January 8, 2021
drawing-of-split-family

A divorce is the second most stressful life event you can experience, after the death of a spouse1. Financial disruption can add to the stress. Read on to learn the 7 easy steps on how you can create a post-divorce budget that can help you take control and purse your goals.

  1. Money Date

Your first step is to open your calendar and book a two-hour “Money Date”, an appointment with yourself when you’ll take a detailed look at your finances. Set up at a cozy café, or wherever you are comfortable and focused. Bring a laptop, notebook, pen, calculator, calendar, and passwords for your online accounts.

  1. Get Clear About your Goals

Your short-term and long-term goals will provide perspective for making your budget, and motivation to stick to it.

SHORT TERM

Looking at the next 12 months, ask yourself, “what are my short-term financial goals this year?” Perhaps you need new furniture, or a vacation, or you’re going back to school. Write down all the things you’d like to accomplish in the next year and estimate what they’ll cost.

LONG TERM

Now, looking at the bigger picture of your life, ask, “what are my long-term goals and dreams?” Perhaps they’re related to retirement, sending a child to college, or making a long-distance move. As you list these goals, jot down any questions you have. We can help you evaluate costs.

  1. Add up Your Income

Next, list every source of money that you regularly receive. If you work, include your total monthly paycheck after taxes. Income alimony, child support, and any other sources of income2. Tally up your monthly income and write that amount here.

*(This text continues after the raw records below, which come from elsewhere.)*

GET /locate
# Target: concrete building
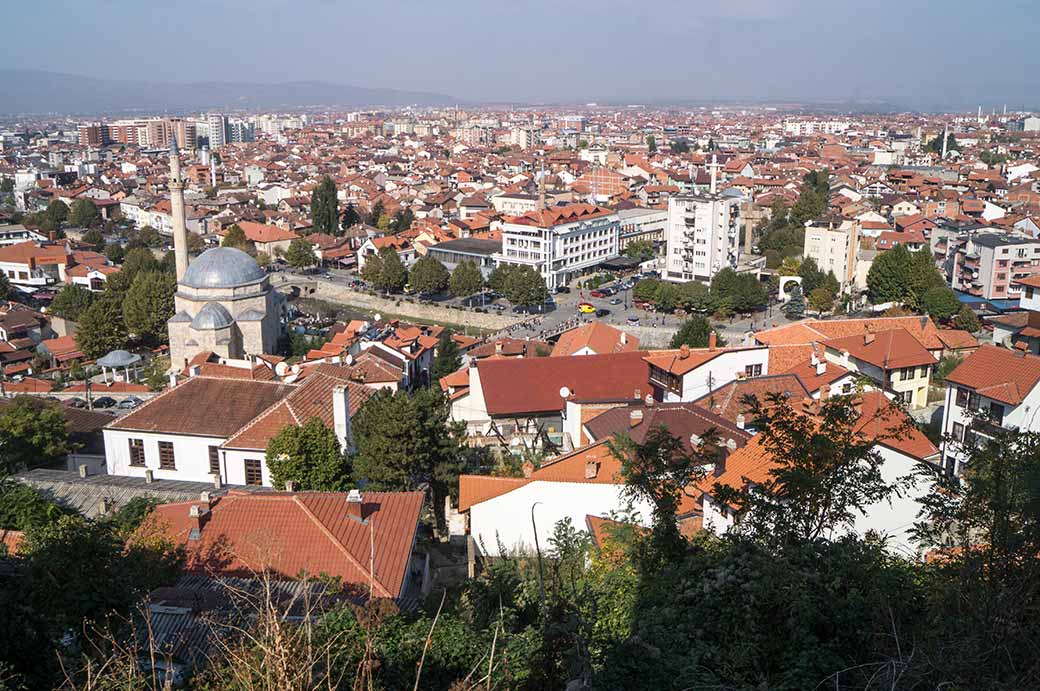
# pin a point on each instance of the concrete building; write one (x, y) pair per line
(561, 242)
(702, 236)
(834, 246)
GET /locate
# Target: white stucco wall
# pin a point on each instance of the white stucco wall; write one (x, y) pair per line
(507, 518)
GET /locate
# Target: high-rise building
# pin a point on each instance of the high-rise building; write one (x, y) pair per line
(562, 241)
(702, 236)
(216, 126)
(834, 246)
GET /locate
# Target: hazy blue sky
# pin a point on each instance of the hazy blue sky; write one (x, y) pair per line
(919, 52)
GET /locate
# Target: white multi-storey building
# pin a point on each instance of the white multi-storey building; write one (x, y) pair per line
(561, 242)
(702, 236)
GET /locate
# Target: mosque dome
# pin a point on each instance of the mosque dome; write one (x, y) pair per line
(212, 315)
(222, 267)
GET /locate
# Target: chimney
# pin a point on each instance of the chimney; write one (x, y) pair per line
(355, 506)
(720, 465)
(592, 469)
(341, 415)
(197, 518)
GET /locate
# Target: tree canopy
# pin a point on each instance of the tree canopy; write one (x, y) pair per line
(325, 207)
(429, 276)
(310, 456)
(466, 279)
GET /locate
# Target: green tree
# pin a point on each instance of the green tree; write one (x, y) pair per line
(795, 307)
(406, 440)
(526, 287)
(351, 216)
(375, 213)
(71, 302)
(940, 303)
(695, 333)
(101, 328)
(95, 239)
(429, 276)
(84, 213)
(447, 358)
(33, 433)
(57, 211)
(401, 221)
(23, 506)
(825, 472)
(812, 278)
(301, 254)
(466, 279)
(310, 456)
(149, 304)
(887, 280)
(136, 261)
(641, 250)
(743, 292)
(325, 207)
(822, 300)
(967, 320)
(386, 271)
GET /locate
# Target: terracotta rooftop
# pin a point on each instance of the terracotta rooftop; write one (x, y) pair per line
(998, 374)
(301, 533)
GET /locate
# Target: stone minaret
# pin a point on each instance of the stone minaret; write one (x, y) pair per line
(177, 209)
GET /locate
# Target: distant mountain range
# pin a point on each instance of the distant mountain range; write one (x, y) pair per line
(39, 92)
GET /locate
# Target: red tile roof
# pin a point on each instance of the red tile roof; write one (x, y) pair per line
(515, 386)
(599, 337)
(998, 374)
(301, 533)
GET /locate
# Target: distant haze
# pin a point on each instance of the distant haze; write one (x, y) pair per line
(911, 53)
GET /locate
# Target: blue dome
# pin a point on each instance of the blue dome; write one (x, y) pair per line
(212, 315)
(222, 267)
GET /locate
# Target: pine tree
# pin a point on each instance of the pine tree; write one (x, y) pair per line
(325, 207)
(795, 309)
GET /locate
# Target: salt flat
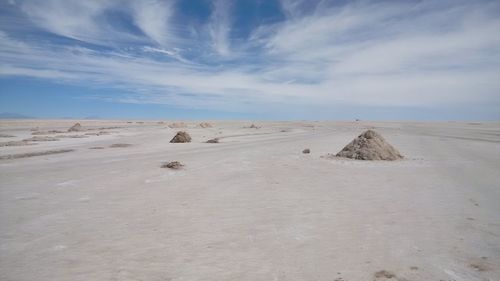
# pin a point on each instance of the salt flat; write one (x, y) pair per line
(251, 207)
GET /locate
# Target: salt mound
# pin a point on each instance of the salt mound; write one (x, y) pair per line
(216, 140)
(178, 125)
(181, 137)
(205, 125)
(370, 146)
(254, 127)
(76, 128)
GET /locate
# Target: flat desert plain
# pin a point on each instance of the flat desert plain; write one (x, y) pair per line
(251, 207)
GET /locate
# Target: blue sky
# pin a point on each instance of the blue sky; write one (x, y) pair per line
(243, 59)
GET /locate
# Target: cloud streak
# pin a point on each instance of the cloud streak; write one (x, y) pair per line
(363, 53)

PAYCHECK + ALIMONY + CHILD SUPPORT = YOUR INCOME

  1. Write Down Your Expenses

Now, List your regular expenditures. Even if cash flow isn’t a concern, it’s vital to know where your money is going.

    • Start with your FIXED EXPENSES

These are your non-negotiables: things like rent or mortgage, utilities, transportation, credit payments, groceries.

    • Then, list your VARIABLE EXPENSES

These are the discretionary, flexible categories like clothes, entertainment, dining out, and savings. If you can, include a “fun money” category for treats.

And then

  1. Prioritize and Adjust as Needed

With your Income and Expense in hand, you can fine-tune your budget, adjusting it to fit your lifestyle and goals.

Ideally, your Monthly Income covers both your Fixed and Variable Expenses, with room to spare. If not, you might have some decisions to make. Start by reviewing your Variable Expenses3. Then, consider ways to add income. Revisit your budget often and adjust according to your priorities.

  1. Assemble Your Dream Team

Now is the time to assemble a superhero team to support you in pursuing your goals. Include your financial advisor, divorce lawyer, and accountant. You may also want to include your close friends, your therapist, and even your personal trainer or nutritionist. Their support can help you stick to your budget.

  1. Make it Practical

To stay on track, create a practical approach to follow regularly. Consider using a simple budgeting software, such as Mint or YNAB. Reach out to your support team regularly and be sure to call on us to help put numbers around those long-term goals you’re saving for.

REMEMBER:

Change might be tough, but so are you.

By keeping to a budget and staying focused on your goals, you can run the divorce marathon and cross the finish line stronger, wiser, and more financially prepared for what’s ahead.

You’ve got this!

Download the Worksheet

1 The American Institute of Stress, 2017

2 The information in this material is not intended as tax or legal advice. Please consult legal or tax     professionals for specific information regarding your individual situation.